Alerting & Notifications

LogPulse alerting monitors your log data in real time and notifies you when conditions are met. LogPulse provides two complementary alerting systems: query-based alerts (threshold counting, pattern matching, and log absence detection) and AI-powered anomaly detection that automatically learns service baselines and detects deviations using statistical analysis.

Each alert rule defines a condition, an evaluation schedule, one or more notification channels, and an optional escalation policy. When a condition is met, LogPulse creates an alert event and dispatches notifications through the configured channels.

Alert TypeDescriptionExample Use Case
ThresholdFires when a count or aggregation exceeds a numeric threshold within a time window.More than 100 errors in 5 minutes
Anomaly DetectionAI-powered detection that learns service baselines and fires when metrics deviate beyond expected ranges using z-score analysis.Unusual spike in error rate compared to the learned baseline for this time of day and day of week
Pattern MatchFires when a log entry matches a specific regex pattern.Stack trace containing OutOfMemoryError
AbsenceFires when no logs matching a query are received within a specified time window.No heartbeat logs from payment-service for 10 minutes

Creating Alert Rules

To create an alert rule, navigate to Anomaly Detection in the left sidebar and click Create Rule. The rule builder walks you through the following steps:

1. Name and description: Give the rule a descriptive name and optional description. These appear in notifications, so make them actionable.
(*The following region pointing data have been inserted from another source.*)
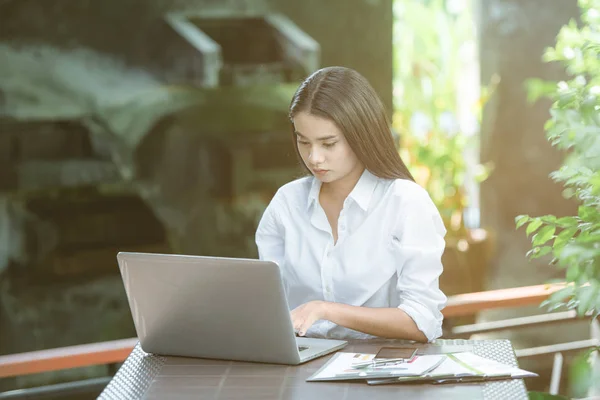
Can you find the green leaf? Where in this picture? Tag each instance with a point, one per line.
(544, 234)
(586, 296)
(566, 222)
(533, 226)
(573, 272)
(521, 220)
(564, 236)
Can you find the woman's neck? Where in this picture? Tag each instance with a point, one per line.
(340, 189)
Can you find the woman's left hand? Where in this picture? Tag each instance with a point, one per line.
(304, 316)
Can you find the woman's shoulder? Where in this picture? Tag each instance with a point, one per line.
(295, 191)
(405, 190)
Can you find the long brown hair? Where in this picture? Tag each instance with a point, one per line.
(345, 97)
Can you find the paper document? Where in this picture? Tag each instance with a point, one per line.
(340, 367)
(462, 367)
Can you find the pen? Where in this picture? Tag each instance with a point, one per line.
(378, 363)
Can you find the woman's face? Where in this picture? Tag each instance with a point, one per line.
(324, 148)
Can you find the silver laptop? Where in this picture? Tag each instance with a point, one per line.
(209, 307)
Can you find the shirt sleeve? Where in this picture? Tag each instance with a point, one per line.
(418, 237)
(270, 233)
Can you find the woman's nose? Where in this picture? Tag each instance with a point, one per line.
(315, 156)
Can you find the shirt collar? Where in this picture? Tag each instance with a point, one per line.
(361, 194)
(363, 191)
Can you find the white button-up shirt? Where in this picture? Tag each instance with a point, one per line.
(388, 252)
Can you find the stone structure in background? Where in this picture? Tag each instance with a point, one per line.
(514, 35)
(158, 126)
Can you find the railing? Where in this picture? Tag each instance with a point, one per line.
(113, 352)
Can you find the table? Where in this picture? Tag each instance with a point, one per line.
(147, 376)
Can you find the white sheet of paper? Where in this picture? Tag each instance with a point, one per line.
(340, 367)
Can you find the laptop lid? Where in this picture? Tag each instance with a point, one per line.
(209, 307)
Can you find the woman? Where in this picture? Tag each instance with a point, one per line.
(358, 242)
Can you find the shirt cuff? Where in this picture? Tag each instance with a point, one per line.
(425, 321)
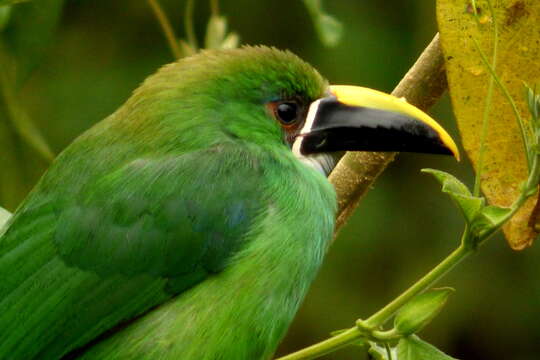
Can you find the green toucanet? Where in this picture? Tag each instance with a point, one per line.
(204, 199)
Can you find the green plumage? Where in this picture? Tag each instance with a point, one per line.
(188, 196)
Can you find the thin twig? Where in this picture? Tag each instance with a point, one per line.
(167, 28)
(422, 86)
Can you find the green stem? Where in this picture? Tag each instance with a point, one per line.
(214, 7)
(188, 23)
(167, 28)
(354, 334)
(325, 347)
(487, 106)
(509, 98)
(380, 317)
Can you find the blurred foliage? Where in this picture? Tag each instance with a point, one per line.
(504, 161)
(101, 51)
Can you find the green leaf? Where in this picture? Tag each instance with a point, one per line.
(10, 2)
(495, 214)
(4, 217)
(329, 29)
(413, 348)
(5, 13)
(419, 312)
(490, 217)
(469, 205)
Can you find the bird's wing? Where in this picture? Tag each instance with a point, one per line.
(74, 268)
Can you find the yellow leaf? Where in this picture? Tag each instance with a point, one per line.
(518, 61)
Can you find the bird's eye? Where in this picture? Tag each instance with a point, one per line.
(287, 113)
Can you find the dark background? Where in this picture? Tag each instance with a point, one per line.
(102, 50)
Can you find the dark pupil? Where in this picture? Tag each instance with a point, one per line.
(287, 112)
2. LPQL condition: Enter the query that defines what to monitor. The query runs on a schedule and its results are evaluated against the condition.

3. Condition type: Select from Threshold, Pattern Match, or Absence. Configure the specific parameters for the selected type. For AI-powered anomaly detection, use the Anomaly Detection section in the sidebar instead.

4. Evaluation schedule: Set how often the query runs (evaluation interval) and the time window for each evaluation. The interval should be shorter than or equal to the window.

5. Severity: Choose from Critical, Warning, or Info. This determines the urgency of notifications and the escalation behavior.

6. Notification channels: Select one or more channels to receive alerts. You can assign different channels per severity level.

7. Click Save Rule to activate the alert.

Example -- Threshold alert rule
Name: High Error Rate - API Gateway
LPQL: source=api-gateway level=error | stats count as error_count
Condition: error_count > 50
Window: 5 minutes
Interval: 1 minute
Severity: Warning
Channels: #ops-alerts (Slack), [email protected] (Email)

Alert Conditions

Threshold

Threshold alerts fire when a numeric aggregation result exceeds (or falls below) a specified value. The aggregation is computed from the LPQL query results over the configured time window.

Threshold condition examples
# Error count exceeds 100 in 5 minutes
level=error | stats count as cnt | where cnt > 100

# Average response time exceeds 2 seconds
source=api-gateway | stats avg(attributes.response_time_ms) as avg_rt
  | where avg_rt > 2000

# Distinct error sources exceed 5
level=error | stats dc(source) as source_count
  | where source_count > 5
ParameterDescriptionExample
OperatorComparison operator: >, >=, <, <=, ==, !=> 100
WindowTime window for aggregation5m, 15m, 1h
IntervalHow often the condition is evaluated1m, 5m
ConsecutiveNumber of consecutive breaches before firing1 (default), 3

Anomaly Detection

Anomaly detection automatically learns baseline behavior for each monitored service using historical data segmented by day of week and hour of day. When a metric deviates beyond the expected range (calculated using z-score analysis), an anomaly is triggered. The sensitivity can be configured as low, medium, or high per service.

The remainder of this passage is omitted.